Sull'attuale impostazione del nostro diritto penale, è molto critico Sergio Moccia: professore emerito di Diritto penale nell'Università Federico II di Napoli, allievo di Dario Santamaria nella città partenopea e di Claus Roxin a Monaco di Baviera, è stato componente della commissione di studio per la riforma del codice penale e presidente dell'associazione dei professori di diritto penale. Da anni rileva «come proprio dall'ideologia socio-politica siano immediatamente influenzate le scelte fondamentali di politica criminale». E sostiene come «la politica criminale, ramo della politica generale che si occupa dei delitti e delle pene, in realtà si colori dell'orientamento di chi è legittimato ad adottare le relative decisioni, una sorta di cartina di tornasole molto efficace per capire quali siano gli orientamenti reali, al di là di denominazioni di origine controllata: può trattarsi di una politica criminale autoritaria oppure conforme allo stato sociale di diritto». 

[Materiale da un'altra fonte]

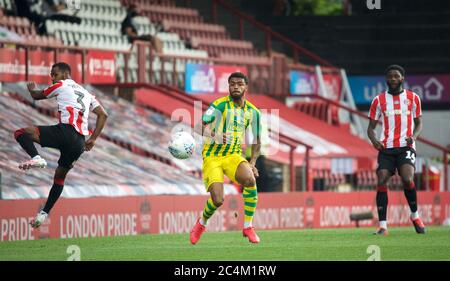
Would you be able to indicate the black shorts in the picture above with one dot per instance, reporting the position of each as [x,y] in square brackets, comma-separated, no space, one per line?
[393,158]
[65,138]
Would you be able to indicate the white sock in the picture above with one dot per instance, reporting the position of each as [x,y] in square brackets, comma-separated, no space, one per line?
[415,215]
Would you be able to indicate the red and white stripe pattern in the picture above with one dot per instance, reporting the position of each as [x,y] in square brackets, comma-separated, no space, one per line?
[74,104]
[398,113]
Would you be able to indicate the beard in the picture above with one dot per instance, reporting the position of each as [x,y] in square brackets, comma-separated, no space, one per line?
[236,97]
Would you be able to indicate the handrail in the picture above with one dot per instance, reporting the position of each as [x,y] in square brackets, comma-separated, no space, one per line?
[295,46]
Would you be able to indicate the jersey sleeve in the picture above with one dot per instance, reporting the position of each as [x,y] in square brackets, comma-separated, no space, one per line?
[256,125]
[375,109]
[214,111]
[94,103]
[53,90]
[417,107]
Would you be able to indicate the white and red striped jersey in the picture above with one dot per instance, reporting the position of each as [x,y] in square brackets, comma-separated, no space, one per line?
[74,104]
[398,113]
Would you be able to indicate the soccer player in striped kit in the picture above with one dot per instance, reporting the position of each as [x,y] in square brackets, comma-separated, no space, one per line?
[400,112]
[74,104]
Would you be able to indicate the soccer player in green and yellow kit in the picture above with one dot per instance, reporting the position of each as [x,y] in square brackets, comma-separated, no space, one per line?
[223,126]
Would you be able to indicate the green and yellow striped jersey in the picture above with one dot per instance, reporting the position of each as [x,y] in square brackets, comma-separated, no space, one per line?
[224,116]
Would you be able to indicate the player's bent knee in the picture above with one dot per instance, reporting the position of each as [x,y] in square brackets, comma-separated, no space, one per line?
[218,200]
[407,181]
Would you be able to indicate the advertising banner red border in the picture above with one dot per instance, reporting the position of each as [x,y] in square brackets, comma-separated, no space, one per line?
[105,216]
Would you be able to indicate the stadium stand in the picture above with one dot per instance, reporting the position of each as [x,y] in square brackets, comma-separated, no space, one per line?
[112,170]
[186,38]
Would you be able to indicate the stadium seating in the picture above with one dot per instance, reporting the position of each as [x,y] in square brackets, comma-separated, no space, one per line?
[111,169]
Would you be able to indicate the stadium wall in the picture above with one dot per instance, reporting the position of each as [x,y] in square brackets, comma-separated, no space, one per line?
[104,216]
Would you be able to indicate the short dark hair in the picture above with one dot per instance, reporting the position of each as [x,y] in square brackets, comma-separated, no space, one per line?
[395,67]
[238,75]
[64,67]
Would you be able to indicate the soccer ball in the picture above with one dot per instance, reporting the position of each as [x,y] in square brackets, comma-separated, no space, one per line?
[182,145]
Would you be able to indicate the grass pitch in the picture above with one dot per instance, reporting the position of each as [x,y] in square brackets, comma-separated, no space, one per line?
[276,245]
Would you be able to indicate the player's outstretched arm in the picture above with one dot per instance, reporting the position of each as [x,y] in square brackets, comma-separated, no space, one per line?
[101,121]
[35,93]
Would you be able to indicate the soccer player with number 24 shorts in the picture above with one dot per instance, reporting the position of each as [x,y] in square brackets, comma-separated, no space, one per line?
[400,113]
[74,103]
[223,126]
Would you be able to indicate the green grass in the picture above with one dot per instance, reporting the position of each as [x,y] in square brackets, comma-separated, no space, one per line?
[287,245]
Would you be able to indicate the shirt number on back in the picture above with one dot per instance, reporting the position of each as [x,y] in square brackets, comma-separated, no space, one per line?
[80,100]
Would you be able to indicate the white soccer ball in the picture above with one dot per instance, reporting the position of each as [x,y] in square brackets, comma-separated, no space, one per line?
[182,145]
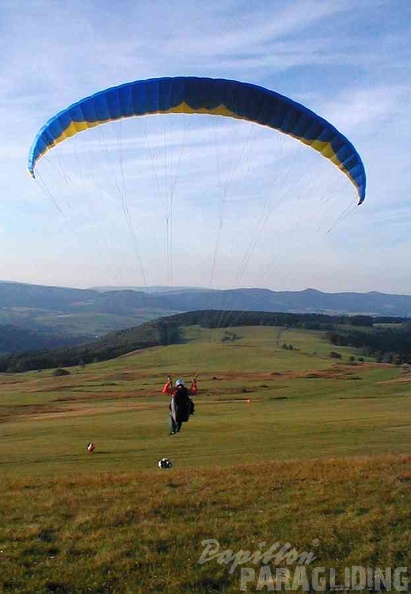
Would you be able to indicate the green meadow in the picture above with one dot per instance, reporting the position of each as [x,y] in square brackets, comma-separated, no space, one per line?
[285,446]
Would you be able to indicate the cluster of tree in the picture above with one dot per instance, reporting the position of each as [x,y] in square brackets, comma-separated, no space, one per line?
[390,344]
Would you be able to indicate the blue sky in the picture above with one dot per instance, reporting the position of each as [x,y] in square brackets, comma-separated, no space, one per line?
[192,200]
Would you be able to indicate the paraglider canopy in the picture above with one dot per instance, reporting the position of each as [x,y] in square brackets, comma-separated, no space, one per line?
[192,95]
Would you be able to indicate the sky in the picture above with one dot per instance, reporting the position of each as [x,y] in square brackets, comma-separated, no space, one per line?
[202,200]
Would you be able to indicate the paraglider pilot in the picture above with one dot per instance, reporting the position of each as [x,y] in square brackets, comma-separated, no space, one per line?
[181,405]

E quando Panorama gli chiede se il sistema del diritto penale necessiti la più opportuna aderenza possibile alla realtà, Moccia evidenzia come «il diritto penale non nasce e non si sviluppa in uno spazio tecnico isolato, ma tra origine da rapporti esistenziali sulla base di dati della realtà fenomenica. E tra questi, indubitabilmente, un ruolo fondamentale è svolto dall'ideologia in quanto progetto programmatico di conformazione socio-politica». Tra le emergenze spicca il sovraffollamento carcerario: «Se si tiene conto che le quote di carcerazione sia preventiva che definitiva rappresentano all'incirca il 70% del totale, si capisce come in realtà il problema vada risolto al di fuori del diritto penale, perché se quest'ultimo avesse funzionato, non avremmo avuto quelle cifre di carcerazione». E come la mettiamo con l'errore giudiziario? «Fa parte della fallibilità dell'essere umano» risponde. «Il magistrato, però, ha un dovere di attenzione maggiore rispetto agli altri consociati, almeno in materia penale, perché decide di libertà, dignità, personalità individuale». Aberrazioni del sistema-giustizia, squilibrio tra i poteri dello Stato, foga maniacale di sbattere il mostro in prima pagina? «The law is what the judge ate for breakfast» (la giustizia è ciò che il giudice ha mangiato a colazione, nda), sentenziò Jerome Frank filosofo e giudice federale statunitense della Corte d'Appello, a proposito del processo mentale attraverso il quale si formano le decisioni giudiziali. Una considerazione che vale anche alle latitudini italiche?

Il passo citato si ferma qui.